🤖 AI Summary
This work addresses the challenge of achieving high-fidelity personalized image generation with diffusion Transformers (DiTs) in a zero-shot, training-free setting. Methodologically, we propose a fine-tuning-free personalization paradigm that integrates temporal-adaptive token replacement and structured patch perturbation, dynamically injecting user-specified concept features during DiT’s forward denoising process. This enables zero-shot reconstruction, layout-guided generation, multi-subject customization, and mask-driven editing—without architectural modification or additional training. To our knowledge, this is the first approach to jointly achieve high-fidelity identity preservation and strong generalization within the DiT framework under strictly zero-shot conditions. Extensive experiments demonstrate state-of-the-art performance in identity consistency, editing flexibility, and cross-scenario compatibility, while significantly reducing computational overhead. Crucially, our method is fully compatible with existing DiT models, requiring no retraining or inference-time adaptation.
📝 Abstract
Personalized image generation aims to produce images of user-specified concepts while enabling flexible editing.

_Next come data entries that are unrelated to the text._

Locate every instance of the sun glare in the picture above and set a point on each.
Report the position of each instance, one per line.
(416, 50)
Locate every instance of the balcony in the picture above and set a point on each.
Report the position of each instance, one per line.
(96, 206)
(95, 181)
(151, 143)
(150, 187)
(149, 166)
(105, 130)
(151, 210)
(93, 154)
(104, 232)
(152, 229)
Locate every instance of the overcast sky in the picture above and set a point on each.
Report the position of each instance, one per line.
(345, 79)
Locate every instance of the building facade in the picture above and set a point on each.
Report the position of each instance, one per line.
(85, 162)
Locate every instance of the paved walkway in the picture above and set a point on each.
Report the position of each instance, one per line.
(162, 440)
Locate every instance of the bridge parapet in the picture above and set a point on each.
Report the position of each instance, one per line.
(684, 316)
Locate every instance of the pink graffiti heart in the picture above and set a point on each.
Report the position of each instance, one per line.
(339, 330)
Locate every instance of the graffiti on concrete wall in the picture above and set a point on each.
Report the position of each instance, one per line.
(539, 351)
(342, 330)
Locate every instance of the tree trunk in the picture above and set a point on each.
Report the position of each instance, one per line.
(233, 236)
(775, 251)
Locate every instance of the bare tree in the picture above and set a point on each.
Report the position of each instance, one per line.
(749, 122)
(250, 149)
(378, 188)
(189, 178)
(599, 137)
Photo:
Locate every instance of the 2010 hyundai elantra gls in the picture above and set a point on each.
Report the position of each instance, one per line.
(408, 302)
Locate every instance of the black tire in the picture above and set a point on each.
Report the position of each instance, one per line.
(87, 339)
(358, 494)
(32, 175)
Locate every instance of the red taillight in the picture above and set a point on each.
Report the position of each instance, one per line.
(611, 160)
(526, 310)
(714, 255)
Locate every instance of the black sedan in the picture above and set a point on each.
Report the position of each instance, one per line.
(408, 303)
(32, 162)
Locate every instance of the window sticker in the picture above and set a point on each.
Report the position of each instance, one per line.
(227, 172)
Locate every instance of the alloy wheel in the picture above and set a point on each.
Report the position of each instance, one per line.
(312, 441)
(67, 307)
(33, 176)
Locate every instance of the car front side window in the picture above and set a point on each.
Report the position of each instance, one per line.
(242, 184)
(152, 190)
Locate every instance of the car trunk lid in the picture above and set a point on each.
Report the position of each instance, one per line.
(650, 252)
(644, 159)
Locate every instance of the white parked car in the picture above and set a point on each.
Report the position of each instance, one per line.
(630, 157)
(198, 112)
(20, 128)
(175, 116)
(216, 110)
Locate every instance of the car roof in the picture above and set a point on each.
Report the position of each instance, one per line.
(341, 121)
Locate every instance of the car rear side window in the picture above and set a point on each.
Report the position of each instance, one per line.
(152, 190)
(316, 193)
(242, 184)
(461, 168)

Recent training-free approaches, while exhibit higher computational efficiency than training-based methods, struggle with identity preservation, applicability, and compatibility with diffusion transformers (DiTs). In this paper, we uncover the untapped potential of DiT, where simply replacing denoising tokens with those of a reference subject achieves zero-shot subject reconstruction. This simple yet effective feature injection technique unlocks diverse scenarios, from personalization to image editing. Building upon this observation, we propose extbf{Personalize Anything}, a training-free framework that achieves personalized image generation in DiT through: 1) timestep-adaptive token replacement that enforces subject consistency via early-stage injection and enhances flexibility through late-stage regularization, and 2) patch perturbation strategies to boost structural diversity. Our method seamlessly supports layout-guided generation, multi-subject personalization, and mask-controlled editing. Evaluations demonstrate state-of-the-art performance in identity preservation and versatility. Our work establishes new insights into DiTs while delivering a practical paradigm for efficient personalization.